CL Feature: British downtempo trip hop jazzy producer/DJ/musician Bonobo, who brings his full band to Tampa on Sunday (with video)

In the current electronic music environment, virtually anyone with a laptop and the right software can try their hand at being a “musician.” The growing trend of modern innovators is, ironically, artists who aren’t afraid to go old school with live instrumentation.

Hailed as a downtempo pioneers, British producer/DJ/musician Bonobo (real name Simon Green) has been exploring his options beyond samples and programming since 2005, when he re-constructed five of his songs with live bass, drums, sax, keys, cello and guitar for his Live Sessions EP. In 2006, the Ninja Tune recording artist brought in a few singers and added live instrumentation to his sound for his critically-lauded third LP, Days to Come. His similarly well-regarded follow-up and one of this year’s many aural treats, Black Sands, expands upon this organic-infused aesthetic. “I just continued working where I left off on the last record,” Green told me when we chatted by phone last week, explaining that he’d grown tired of the beat-making process, but was re-inspired as he started work on a live record and discovered instrumental beat-making. “So I mixed it with the electronics into a cohesive whole that made sense.”

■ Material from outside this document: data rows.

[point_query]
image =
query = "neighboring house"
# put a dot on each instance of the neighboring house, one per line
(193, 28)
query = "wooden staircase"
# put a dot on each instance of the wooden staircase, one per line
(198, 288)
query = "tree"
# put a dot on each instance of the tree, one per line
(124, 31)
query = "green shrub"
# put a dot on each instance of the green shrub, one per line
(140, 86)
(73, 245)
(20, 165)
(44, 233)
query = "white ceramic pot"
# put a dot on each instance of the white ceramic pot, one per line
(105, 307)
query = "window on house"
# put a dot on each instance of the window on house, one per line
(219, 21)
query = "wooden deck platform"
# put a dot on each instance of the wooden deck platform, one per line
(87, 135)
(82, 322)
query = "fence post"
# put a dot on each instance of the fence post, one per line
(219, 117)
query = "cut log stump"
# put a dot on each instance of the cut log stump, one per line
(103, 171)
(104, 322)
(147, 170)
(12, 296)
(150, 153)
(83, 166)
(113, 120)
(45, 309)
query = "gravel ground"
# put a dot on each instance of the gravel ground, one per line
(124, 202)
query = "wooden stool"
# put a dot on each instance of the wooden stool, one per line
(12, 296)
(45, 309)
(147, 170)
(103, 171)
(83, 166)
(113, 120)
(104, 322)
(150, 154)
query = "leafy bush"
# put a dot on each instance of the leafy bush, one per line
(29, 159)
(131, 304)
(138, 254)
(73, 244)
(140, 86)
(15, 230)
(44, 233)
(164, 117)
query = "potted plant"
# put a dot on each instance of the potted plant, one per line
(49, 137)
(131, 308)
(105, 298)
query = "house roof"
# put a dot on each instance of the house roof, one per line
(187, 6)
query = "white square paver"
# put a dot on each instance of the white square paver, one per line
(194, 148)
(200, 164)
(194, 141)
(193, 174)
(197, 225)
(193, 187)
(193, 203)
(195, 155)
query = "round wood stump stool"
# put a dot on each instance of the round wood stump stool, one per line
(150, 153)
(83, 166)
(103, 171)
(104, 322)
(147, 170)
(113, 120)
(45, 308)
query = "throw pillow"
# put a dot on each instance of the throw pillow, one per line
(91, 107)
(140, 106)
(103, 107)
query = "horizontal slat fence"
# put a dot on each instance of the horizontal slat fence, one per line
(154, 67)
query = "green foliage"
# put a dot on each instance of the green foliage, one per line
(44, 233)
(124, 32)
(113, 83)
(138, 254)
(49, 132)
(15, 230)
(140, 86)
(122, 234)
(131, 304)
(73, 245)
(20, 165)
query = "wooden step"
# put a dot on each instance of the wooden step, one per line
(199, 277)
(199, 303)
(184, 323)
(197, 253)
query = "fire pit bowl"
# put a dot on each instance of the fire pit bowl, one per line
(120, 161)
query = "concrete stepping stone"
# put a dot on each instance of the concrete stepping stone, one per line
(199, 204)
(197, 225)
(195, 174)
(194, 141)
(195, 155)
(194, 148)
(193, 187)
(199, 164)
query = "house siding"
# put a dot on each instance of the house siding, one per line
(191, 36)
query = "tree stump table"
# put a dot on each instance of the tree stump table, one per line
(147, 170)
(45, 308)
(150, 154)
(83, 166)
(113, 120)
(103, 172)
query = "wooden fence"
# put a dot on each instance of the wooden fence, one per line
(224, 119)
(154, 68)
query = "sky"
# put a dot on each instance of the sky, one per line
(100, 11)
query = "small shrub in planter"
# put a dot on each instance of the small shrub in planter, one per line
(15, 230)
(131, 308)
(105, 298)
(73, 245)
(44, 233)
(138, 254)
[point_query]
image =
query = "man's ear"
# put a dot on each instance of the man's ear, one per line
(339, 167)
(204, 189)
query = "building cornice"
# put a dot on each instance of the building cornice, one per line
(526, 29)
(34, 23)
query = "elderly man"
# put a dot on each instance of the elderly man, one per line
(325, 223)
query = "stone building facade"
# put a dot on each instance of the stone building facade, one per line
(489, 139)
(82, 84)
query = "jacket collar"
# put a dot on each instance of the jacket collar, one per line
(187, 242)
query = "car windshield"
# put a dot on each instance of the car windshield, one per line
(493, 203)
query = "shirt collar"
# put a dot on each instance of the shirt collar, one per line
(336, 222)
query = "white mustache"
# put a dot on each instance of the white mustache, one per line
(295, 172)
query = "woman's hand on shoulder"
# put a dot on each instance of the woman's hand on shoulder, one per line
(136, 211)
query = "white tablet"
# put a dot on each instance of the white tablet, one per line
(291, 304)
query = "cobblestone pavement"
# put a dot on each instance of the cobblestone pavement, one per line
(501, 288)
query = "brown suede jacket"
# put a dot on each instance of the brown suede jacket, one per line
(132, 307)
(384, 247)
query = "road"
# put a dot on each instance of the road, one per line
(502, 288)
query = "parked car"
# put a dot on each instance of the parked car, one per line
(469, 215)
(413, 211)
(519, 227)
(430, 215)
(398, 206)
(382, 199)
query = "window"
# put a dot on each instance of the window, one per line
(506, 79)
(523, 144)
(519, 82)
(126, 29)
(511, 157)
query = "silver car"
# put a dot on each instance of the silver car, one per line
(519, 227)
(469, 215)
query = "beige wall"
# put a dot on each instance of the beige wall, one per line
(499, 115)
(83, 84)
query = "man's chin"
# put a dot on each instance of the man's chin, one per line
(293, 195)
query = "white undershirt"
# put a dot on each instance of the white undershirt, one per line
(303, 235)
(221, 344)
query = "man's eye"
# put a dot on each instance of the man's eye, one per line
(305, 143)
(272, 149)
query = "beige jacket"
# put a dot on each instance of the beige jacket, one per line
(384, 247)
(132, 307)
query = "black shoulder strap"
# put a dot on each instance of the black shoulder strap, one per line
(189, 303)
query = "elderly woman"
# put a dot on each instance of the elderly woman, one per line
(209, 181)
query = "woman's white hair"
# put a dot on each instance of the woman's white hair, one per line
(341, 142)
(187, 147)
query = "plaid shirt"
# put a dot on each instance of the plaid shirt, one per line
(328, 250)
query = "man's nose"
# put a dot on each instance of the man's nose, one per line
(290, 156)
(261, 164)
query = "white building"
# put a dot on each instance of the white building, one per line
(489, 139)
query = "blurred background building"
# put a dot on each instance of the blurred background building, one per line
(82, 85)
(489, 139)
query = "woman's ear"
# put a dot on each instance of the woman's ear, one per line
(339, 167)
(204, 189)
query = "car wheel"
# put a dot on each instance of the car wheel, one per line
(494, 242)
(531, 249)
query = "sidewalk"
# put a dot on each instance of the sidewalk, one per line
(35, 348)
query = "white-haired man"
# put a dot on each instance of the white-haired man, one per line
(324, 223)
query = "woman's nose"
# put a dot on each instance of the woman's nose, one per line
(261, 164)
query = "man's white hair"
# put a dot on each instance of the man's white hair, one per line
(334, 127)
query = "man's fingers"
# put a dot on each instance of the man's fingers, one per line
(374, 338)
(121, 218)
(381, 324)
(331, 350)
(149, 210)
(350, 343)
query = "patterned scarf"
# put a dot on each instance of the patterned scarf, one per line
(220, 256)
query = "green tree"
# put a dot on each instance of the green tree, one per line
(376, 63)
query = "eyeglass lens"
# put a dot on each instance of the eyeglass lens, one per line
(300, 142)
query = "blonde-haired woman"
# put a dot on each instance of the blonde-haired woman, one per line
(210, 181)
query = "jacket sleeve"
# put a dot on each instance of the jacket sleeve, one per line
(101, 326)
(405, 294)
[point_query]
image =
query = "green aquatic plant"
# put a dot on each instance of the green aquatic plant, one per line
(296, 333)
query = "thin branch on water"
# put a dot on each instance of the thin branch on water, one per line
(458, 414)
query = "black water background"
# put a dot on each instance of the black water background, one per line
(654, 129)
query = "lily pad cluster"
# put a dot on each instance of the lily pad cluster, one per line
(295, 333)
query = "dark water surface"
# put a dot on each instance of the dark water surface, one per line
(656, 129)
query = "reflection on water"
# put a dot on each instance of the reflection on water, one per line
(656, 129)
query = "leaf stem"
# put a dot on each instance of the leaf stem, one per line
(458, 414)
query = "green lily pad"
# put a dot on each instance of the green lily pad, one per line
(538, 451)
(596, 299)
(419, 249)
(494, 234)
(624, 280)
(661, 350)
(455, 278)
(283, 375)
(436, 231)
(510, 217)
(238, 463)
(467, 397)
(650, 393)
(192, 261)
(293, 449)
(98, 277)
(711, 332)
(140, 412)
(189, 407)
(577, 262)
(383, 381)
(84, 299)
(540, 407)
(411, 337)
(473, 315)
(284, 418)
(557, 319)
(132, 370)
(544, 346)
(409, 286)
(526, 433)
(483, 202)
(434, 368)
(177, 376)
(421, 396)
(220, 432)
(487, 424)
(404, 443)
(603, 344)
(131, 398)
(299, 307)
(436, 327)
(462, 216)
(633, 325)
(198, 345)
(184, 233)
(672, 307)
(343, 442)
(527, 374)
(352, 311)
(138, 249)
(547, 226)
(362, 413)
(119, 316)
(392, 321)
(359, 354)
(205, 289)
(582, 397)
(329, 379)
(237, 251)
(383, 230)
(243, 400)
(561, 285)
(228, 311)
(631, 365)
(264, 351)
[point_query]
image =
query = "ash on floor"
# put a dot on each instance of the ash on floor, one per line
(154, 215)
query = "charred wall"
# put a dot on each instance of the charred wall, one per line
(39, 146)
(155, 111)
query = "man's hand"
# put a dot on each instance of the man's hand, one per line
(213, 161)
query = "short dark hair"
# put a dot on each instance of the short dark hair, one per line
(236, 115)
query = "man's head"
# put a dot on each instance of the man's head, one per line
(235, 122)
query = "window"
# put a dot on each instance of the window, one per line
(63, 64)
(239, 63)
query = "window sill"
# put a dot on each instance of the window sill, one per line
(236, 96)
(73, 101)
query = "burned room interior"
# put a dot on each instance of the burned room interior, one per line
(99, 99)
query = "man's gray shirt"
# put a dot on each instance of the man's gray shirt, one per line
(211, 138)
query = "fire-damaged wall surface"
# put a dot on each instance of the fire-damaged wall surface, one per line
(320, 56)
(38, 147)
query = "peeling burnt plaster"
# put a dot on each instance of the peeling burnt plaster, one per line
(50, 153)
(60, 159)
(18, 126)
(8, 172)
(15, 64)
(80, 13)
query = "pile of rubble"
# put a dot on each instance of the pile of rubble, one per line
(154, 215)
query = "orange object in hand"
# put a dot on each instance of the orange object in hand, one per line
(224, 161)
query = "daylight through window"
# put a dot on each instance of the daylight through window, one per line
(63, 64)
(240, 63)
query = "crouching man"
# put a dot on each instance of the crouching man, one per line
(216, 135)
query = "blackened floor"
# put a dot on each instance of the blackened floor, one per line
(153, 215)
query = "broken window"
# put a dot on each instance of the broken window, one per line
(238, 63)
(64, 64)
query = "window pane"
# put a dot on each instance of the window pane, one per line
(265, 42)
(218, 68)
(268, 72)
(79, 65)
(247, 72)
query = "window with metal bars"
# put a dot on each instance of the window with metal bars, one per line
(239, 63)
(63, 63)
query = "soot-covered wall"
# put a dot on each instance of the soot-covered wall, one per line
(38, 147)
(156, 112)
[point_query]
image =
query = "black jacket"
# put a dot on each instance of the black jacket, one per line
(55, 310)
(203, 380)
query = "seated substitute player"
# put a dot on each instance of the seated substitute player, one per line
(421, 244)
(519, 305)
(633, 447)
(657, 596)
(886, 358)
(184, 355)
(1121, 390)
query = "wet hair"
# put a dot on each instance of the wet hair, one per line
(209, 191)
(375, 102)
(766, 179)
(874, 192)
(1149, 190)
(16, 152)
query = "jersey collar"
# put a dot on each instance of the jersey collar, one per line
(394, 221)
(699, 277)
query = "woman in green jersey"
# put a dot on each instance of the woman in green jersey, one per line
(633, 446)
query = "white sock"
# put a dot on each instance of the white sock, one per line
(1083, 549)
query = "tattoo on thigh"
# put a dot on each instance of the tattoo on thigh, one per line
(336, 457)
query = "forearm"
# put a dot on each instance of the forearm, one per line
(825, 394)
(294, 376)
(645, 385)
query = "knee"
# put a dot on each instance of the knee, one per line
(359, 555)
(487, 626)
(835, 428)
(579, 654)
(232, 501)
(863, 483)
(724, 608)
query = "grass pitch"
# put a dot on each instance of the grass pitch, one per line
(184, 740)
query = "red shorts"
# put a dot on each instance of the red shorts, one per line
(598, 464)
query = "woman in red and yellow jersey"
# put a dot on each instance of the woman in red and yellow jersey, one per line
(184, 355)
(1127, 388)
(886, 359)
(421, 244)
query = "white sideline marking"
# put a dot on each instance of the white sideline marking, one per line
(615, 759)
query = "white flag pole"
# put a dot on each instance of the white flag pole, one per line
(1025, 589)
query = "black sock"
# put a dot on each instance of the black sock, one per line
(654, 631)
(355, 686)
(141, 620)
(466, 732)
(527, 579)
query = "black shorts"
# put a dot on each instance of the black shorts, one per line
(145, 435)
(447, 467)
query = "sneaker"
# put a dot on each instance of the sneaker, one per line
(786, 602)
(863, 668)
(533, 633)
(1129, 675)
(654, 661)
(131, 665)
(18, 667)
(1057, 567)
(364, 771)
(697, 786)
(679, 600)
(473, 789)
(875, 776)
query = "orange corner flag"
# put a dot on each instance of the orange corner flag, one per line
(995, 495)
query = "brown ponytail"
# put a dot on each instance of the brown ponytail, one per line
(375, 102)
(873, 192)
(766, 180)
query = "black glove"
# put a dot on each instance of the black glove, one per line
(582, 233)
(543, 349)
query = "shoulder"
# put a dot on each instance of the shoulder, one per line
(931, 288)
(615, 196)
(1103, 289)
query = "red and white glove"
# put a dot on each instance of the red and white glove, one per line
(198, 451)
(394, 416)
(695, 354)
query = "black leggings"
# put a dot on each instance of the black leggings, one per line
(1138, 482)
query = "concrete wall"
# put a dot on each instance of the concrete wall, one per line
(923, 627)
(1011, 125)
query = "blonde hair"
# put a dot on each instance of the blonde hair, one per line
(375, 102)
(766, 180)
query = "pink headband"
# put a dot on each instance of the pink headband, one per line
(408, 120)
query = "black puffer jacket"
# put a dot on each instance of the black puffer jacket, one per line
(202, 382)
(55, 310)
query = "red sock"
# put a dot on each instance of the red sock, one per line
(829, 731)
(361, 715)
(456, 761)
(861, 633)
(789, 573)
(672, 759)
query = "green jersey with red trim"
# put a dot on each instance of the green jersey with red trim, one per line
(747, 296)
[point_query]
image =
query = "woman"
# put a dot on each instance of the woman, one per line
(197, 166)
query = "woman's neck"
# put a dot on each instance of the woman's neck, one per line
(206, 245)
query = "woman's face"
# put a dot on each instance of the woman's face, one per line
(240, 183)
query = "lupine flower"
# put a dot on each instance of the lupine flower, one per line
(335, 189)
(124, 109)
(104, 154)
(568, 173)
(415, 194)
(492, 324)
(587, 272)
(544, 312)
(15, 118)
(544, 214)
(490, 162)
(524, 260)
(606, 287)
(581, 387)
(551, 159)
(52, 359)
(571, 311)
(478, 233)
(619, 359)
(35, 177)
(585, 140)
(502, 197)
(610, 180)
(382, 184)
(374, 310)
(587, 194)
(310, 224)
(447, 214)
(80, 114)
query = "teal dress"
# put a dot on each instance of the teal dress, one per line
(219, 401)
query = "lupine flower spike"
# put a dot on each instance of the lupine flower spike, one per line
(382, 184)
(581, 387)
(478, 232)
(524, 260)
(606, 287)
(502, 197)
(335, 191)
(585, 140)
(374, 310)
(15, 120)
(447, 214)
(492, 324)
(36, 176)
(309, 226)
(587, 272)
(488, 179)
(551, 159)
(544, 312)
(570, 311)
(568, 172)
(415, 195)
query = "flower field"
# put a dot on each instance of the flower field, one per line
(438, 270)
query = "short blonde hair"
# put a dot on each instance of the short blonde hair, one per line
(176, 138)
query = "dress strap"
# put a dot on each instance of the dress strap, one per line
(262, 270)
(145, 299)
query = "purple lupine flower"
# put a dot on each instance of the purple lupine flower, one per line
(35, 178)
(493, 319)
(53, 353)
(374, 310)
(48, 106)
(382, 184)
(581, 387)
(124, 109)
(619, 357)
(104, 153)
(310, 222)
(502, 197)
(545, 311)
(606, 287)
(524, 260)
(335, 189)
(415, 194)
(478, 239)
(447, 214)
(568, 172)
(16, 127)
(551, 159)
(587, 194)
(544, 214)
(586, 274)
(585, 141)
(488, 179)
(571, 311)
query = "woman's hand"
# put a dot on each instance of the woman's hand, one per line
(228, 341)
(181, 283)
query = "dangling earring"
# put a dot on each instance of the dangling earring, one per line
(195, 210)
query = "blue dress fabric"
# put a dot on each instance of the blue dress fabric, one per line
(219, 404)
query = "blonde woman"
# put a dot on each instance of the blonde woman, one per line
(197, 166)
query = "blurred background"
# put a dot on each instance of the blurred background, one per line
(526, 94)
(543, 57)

Green incorporates jazz, trip hop and funk-soul influences in his down-tempo grooves, brightens them up with classical and world music textures – swells of strings, horn arrangements, Latin and Afro-beat percussion – and adds some distinctive samples and processed noise. He generally introduces a new sonic component while casually ushering out another, sweeping symphonics on one track, flute samples and a jazzy guitar riff on the next. But his music still tends to have a grandiose, almost cinematic feel. Not that he ever goes into the studio with that intent. “I might just start with some abstract noise, try and find some harmony and rhythm within that, or start with an interesting sound and see what it lends itself to, see what direction that I feel it should go,” Green explained, boiling it down to “matching sounds and rhythms together to see what’s interesting.”